By any chance, do I need to run the bind command on the host PC??

I think the answer is YES.

Also, why do I need to re-flash?
Can I use SDKManager for re-flushing?

I think the default image on P3710 didn’t set the correct soc_id by default.
Furthermore, If I remember correctly, the SDK manager doesn’t support option “-s”.
Thanks.

Dear @BruceYangNV ,

According to your instructions, 1. has the “-s” option but 3-a. says to remove the “-s” option.
Which is right??
↓↓↓↓↓

Hi Shibata-a,
Item 1 is for two Orins connected. If it still fails, then go check Item 3 which is for checking P3710 each by each.

One thing I can think of is to check your P3710 each by each

Dear @BruceYangNV ,

As per your instructions, I connected the mini SAS cable to ports A and B of the same P3710 and checked, but unfortunately the kernel message(dmesg) was not output.
I checked it on other P3710 and the results were the same on both.

I also prepared and checked another brand new mini SAS cable and unfortunately the results were unchanged.

Please provide information on the mini SAS cable you used.
If there is anything else I should check, please let me know.

Thanks,

@shibata-a

Please double confirm following the below steps:

  1. Connect miniSAS Port-A of NVIDIA DRIVE AGX Orin Devkit (As RP)-1 to miniSAS Port-B of NVIDIA DRIVE AGX Orin Devkit – 2(As EP) with a PCIe miniSAS cable.

  2. Boot DRIVE AGX Orin Devkit 2 (act as EP) First, then

  • Load EPF kernel module

sudo modprobe nvscic2c-pcie-epf

  • PCIe EPF hot plug

sudo -s
cd /sys/kernel/config/pci_ep/
mkdir functions/nvscic2c_epf_22CC/func
echo 0x10DE > functions/nvscic2c_epf_22CC/func/vendorid
echo 0x22CC > functions/nvscic2c_epf_22CC/func/deviceid
ln -s functions/nvscic2c_epf_22CC/func controllers/141c0000.pcie_ep
echo 0 > controllers/141c0000.pcie_ep/start
echo 1 > controllers/141c0000.pcie_ep/start

  1. Next Boot DRIVE AGX Orin Devkit 1 (act as RP).
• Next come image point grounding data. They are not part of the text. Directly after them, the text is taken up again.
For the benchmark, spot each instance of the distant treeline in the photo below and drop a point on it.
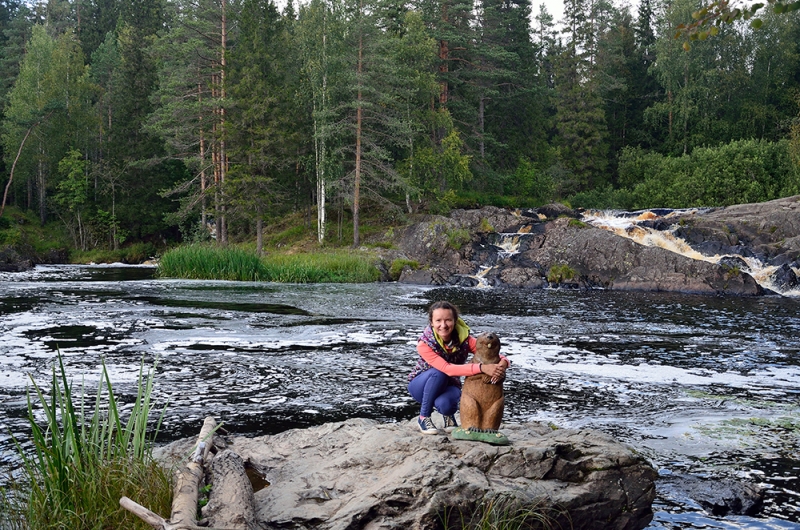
(129, 119)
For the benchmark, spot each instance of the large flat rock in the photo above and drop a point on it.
(362, 474)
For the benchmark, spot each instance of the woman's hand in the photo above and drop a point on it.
(496, 371)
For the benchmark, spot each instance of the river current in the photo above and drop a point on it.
(699, 385)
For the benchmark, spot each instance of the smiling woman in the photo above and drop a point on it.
(435, 381)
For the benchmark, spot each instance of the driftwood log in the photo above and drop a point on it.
(186, 492)
(231, 503)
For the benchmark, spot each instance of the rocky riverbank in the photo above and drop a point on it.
(362, 474)
(556, 246)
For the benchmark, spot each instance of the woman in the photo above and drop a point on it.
(436, 379)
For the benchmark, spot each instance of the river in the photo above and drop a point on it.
(700, 385)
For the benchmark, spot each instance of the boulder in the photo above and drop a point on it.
(362, 474)
(598, 258)
(550, 247)
(12, 261)
(768, 230)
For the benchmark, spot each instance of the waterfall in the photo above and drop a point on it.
(628, 225)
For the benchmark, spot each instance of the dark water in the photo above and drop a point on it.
(699, 385)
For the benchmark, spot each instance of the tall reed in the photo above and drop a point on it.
(81, 465)
(321, 267)
(212, 263)
(205, 262)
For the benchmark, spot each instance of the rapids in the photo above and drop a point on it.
(699, 385)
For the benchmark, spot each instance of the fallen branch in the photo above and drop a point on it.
(187, 489)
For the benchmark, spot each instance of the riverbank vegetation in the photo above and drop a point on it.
(209, 262)
(79, 463)
(122, 123)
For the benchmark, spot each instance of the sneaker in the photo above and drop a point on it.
(426, 426)
(450, 423)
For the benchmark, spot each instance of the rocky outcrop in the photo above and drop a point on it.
(362, 474)
(590, 257)
(768, 230)
(12, 261)
(553, 247)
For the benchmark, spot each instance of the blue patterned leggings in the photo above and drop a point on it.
(433, 388)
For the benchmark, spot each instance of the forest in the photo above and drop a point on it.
(179, 120)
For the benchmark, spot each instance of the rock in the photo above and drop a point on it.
(769, 230)
(720, 496)
(600, 259)
(784, 278)
(517, 248)
(555, 210)
(362, 474)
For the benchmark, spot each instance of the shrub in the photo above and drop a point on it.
(742, 171)
(560, 273)
(396, 269)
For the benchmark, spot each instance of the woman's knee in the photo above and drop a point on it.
(447, 402)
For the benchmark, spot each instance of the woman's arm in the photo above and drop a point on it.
(438, 362)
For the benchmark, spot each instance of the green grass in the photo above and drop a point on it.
(205, 262)
(208, 262)
(398, 265)
(81, 465)
(505, 512)
(560, 273)
(323, 267)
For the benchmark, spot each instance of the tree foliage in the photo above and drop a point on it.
(155, 119)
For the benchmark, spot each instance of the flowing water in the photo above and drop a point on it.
(699, 385)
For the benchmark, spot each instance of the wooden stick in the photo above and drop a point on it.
(153, 519)
(186, 492)
(189, 478)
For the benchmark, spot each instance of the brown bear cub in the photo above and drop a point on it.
(481, 401)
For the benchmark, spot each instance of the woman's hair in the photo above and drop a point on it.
(441, 304)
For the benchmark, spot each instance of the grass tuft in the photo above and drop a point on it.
(212, 263)
(506, 512)
(81, 465)
(205, 262)
(327, 267)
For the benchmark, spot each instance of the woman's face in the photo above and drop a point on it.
(443, 323)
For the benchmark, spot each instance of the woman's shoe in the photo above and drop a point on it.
(450, 423)
(426, 426)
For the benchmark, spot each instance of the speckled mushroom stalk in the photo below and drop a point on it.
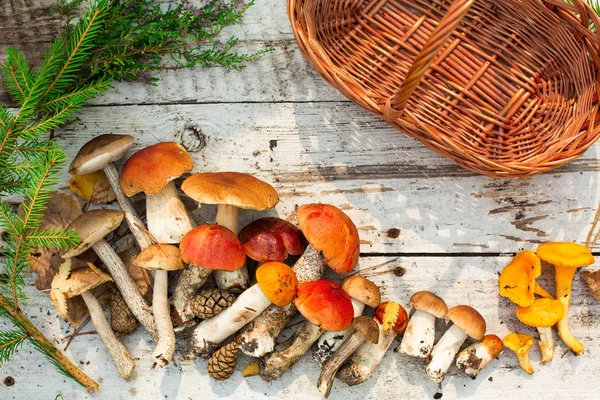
(391, 319)
(276, 284)
(91, 228)
(333, 241)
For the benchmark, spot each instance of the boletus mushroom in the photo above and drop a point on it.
(92, 227)
(231, 191)
(276, 284)
(161, 258)
(566, 258)
(420, 333)
(326, 307)
(67, 284)
(333, 241)
(466, 322)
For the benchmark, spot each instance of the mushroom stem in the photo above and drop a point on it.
(163, 352)
(443, 353)
(546, 344)
(330, 342)
(136, 226)
(276, 364)
(335, 362)
(233, 281)
(115, 348)
(168, 220)
(258, 337)
(366, 358)
(213, 331)
(564, 280)
(419, 335)
(127, 287)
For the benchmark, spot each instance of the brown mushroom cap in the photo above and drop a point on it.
(430, 303)
(99, 152)
(362, 289)
(163, 257)
(468, 320)
(232, 188)
(150, 169)
(91, 227)
(367, 327)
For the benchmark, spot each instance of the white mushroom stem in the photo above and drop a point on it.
(233, 281)
(444, 352)
(366, 358)
(168, 220)
(136, 226)
(211, 332)
(258, 338)
(127, 287)
(546, 344)
(274, 365)
(115, 348)
(331, 367)
(419, 335)
(330, 342)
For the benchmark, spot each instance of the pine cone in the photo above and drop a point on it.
(211, 302)
(222, 363)
(122, 320)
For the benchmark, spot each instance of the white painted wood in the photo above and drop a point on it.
(470, 280)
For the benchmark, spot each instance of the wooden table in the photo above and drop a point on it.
(449, 228)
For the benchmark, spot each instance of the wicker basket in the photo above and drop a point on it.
(504, 88)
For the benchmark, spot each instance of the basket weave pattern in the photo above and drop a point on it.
(504, 88)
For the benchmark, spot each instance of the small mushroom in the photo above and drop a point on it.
(362, 292)
(466, 322)
(80, 282)
(99, 154)
(152, 171)
(543, 314)
(476, 356)
(365, 329)
(276, 284)
(566, 258)
(333, 241)
(231, 191)
(326, 307)
(520, 343)
(92, 227)
(391, 320)
(161, 258)
(420, 333)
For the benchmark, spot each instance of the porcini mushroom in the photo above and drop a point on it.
(67, 284)
(333, 241)
(520, 343)
(152, 171)
(276, 284)
(92, 227)
(543, 314)
(476, 356)
(365, 329)
(566, 258)
(99, 154)
(205, 248)
(391, 320)
(362, 292)
(420, 333)
(161, 258)
(326, 307)
(466, 322)
(231, 191)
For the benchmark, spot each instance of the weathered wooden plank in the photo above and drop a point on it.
(334, 153)
(460, 280)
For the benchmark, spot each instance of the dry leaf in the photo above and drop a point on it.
(93, 187)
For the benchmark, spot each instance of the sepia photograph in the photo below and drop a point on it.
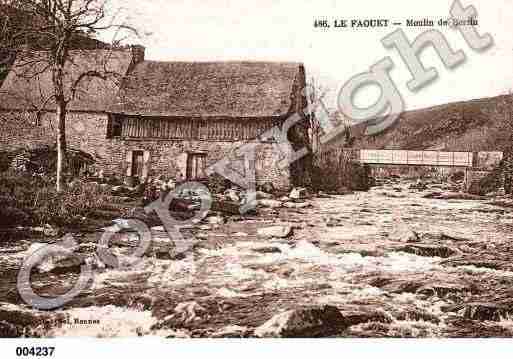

After booting complete
  • Verify the PCIe link of Orin Devkit 2 (as EP) is detected:

sudo lspci | grep NVIDIA

c3:00.0 Serial controller: NVIDIA Corporation Device 22cc

  • if PCIe Link is detected ( lspci command reports “c3:00.0 Serial controller”), load EPC kernel module

sudo modprobe nvscic2c-pcie-epc

  • if PCie link is not detected, try reflash retimer firmware and check the MiniSAS cable ( it happened , two minisas cable had broken in our setup)

Please also provide the information from the command. Thanks.

$ cat /proc/device-tree/chosen/nvidia,sku_version

Dear @VickNV ,

I tried with the instructions you gave, but the RP did not recognize the EP as a PCIe device.

I checked the “nvidia, sku_version” of 2 P3710.
The confirmation results are as follows.

1st P3710:  D00
2nd P3710:  TS5

↑The value is different, is there any problem?

Also, if there is anything else you need to check, please let me know.

thanks,

@shibata-a would like to double check that you also ran the commands specifying SoC IDs? Thanks.